NAIROBI, KENYA: Driving with the radio on this weekend, a song came on that I hadn’t heard for years, from a sad and iconic film that touched me greatly at the time. It was a love story that I haven’t seen since, called The Graduate. He lost the girl.

But it brought to my mind the many ways that literature and powerful stories stay alive inside us and shape our view of the whole world around us, even when we have stopped thinking about them at all.

unique perspective

In some catalogue that span through my head, I began to think of a book written by a Chinese author about the Chinese Diaspora of south London, which changed my understanding of the Chinese community forever, or the way in which reading Going Down River Road, when I was in my early 20s, gave me a perspective in Kenya that has never left me, and only been affirmed countless times by the experiences around me.

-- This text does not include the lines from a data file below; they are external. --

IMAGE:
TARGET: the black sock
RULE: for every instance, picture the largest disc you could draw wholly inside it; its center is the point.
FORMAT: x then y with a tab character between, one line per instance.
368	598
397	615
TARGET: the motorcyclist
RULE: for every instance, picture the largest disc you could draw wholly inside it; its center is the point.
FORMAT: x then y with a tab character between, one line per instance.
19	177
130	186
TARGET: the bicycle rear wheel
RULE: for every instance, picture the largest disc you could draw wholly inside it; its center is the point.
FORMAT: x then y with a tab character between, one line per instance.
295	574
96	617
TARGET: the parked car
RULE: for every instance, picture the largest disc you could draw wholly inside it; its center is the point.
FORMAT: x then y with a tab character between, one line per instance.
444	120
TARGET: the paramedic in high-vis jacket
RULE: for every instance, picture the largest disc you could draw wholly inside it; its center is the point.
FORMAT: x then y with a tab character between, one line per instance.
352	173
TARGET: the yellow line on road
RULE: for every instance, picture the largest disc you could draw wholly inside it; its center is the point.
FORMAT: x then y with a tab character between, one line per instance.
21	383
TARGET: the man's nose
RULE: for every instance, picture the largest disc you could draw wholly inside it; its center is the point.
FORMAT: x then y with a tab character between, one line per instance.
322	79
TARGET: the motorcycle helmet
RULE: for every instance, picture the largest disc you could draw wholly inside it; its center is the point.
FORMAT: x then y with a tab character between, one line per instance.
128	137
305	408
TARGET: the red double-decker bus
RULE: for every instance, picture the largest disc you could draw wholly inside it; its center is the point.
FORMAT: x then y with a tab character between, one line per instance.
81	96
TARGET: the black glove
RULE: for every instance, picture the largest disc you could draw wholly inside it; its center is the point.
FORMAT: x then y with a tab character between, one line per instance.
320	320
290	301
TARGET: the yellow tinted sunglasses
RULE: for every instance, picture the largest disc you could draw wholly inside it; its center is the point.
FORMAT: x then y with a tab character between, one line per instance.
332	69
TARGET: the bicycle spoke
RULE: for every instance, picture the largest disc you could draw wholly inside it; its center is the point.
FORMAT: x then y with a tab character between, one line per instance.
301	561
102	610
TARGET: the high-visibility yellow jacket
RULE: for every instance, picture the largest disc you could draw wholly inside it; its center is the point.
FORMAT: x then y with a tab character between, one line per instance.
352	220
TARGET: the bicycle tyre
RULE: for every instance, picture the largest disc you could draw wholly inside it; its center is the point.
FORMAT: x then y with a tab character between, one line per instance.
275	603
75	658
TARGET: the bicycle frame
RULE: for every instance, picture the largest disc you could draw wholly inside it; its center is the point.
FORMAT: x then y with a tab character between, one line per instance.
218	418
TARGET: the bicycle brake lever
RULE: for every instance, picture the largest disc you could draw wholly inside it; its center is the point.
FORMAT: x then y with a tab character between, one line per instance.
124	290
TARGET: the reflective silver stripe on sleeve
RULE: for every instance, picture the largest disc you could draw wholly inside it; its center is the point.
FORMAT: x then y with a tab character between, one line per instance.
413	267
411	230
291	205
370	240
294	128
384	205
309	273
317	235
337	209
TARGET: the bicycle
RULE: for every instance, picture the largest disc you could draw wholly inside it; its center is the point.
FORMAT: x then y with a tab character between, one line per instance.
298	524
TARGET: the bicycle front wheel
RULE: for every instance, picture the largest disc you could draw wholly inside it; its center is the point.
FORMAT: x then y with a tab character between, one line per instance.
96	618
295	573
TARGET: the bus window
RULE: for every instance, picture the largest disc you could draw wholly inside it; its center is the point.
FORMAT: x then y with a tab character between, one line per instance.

Literature has a power all of its own to bridge divides, shine a light of understanding and tolerance, and achieve a recognition of truths that we have only half known until a tale draws them out in front of us.

Yet still fresh in my mind is a meeting I was at some months ago where one of our own professors of literature spoke of how East African literature has been held back for close to half a century by an assertion that the region is a ‘literary desert’.

As an economist by background, I cannot claim the smallest knowledge of literature. But it does seem true that for so large a population, our breadth of arts and literature, now growing, is still scant when compared with some other cultures.

Years ago, I used to write a quarterly country report on Iceland, which had a population of just 300,000 people at the time, and yet a national theatre, a replete range of ancient myths, playwrights, novelists and a book publishing industry.

With the rise of Twitter, in which Kenya is close to leading the continent, some have argued that the 140-character quip is now the final death knell for the 40,000-word story, for poetry of a thousand words, even for our attention span.

I have likewise been told, more times than I can count, that ‘Kenyans don’t read’, only to, simultaneously, interview youngster after youngster who tells me of their love of writing, borne of their love of reading, the books their father had in the home, the books they read in their childhoods.

It seems to be not true that ‘Kenyans don’t read’. But it seems to be true that somewhere in our divided history we have taken our time to celebrate and value our own literature. We have talked, often, as if we only have one author.  We have not even selected a Poet Laureate, as the greatest poet of our generation.

But our arts scene is changing. Literary festivals are growing larger and becoming better followed, our films, even our animations, are winning global awards.

Renaissance

Yet it can seem, at times, as if the world is more excited about our bubbling literary takeoff than we are ourselves. The BBC ran a story last week about how African Arts are rising as the next big thing on the Western arts scene.

But our own artistic debate remains more concentrated around who is allowed to write plays for school children to perform at drama festivals, than the fact that we seem to be moving into an extraordinary artistic renaissance, across every art form.

Indeed, not so many years ago, reporters would write, somewhat regularly, about how and why the Kenyan music scene had become stillborn, even as West African, and Tanzanian music had taken wings of its own.

The degree and pace of change since then has seen us now growing our own vibrant music scene. But literature is rising more slowly. Yet if it is lost in our short-quip, fast moving 21st Century, it will be a loss to us all in our breadth, depth, emotional life and wisdom.

For the writers and story tellers are surely there, the plot makers and satirists. Some have even written to me of their passion for words and tales. For sure, the hours of thought and drafts and reaching for insight are happening. Maybe it is only time we cast off our ‘desert’ label and draw forward, celebrate, promote and engage with our next generation of Kenyan writers.

For among whom will be the literary icons that become touch points for generations ahead. And in their hands lie our capacity for greater understanding of one another, and the forging of ‘we’.